IndustryWeek Magazine
- Type: Business magazine
- Format: Online magazine
- Owner: Endeavor Business Media
- Editor: Robert Schoenberger
- Founded: 1970
- Language: English
- Headquarters: Cleveland, Ohio, USA
- ISSN: 0039-0895
- Website: www.industryweek.com

= IndustryWeek =

American trade publication

IndustryWeek (IW) is an online American trade publication founded in 1882 as Iron Review, changing its name to IW in 1970. It focuses largely on mechanical manufacturing operations, leadership, technology and supply chain coverage.

==Content==
IndustryWeek is owned by Endeavor Business Media, a business-to-business (B2B) service that produces print, e-media, research, and in-person products. Its editorial offices are in Cleveland, Ohio, and its editor-in-chief is Robert Schoenberger.

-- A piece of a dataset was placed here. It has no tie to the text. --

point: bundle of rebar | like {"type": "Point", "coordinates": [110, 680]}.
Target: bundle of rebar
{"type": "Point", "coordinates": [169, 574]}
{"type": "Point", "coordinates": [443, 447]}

IndustryWeek provides manufacturing executives with insights on and analysis of trends, news, operational knowledge, and research, as well as facilitating peer-to-peer conversation among the global manufacturing management community.

==History==
The magazine was founded as Iron Review in 1882; it became Iron Trade Review in 1888; and Steel, "The Metalworking Management Weekly" in 1930. In January 1970, the publication changed its name and focus again, this time to IndustryWeek. Between 1970 and 2000, its tagline and publication frequency changed several times, finally settling to a monthly format in 2001.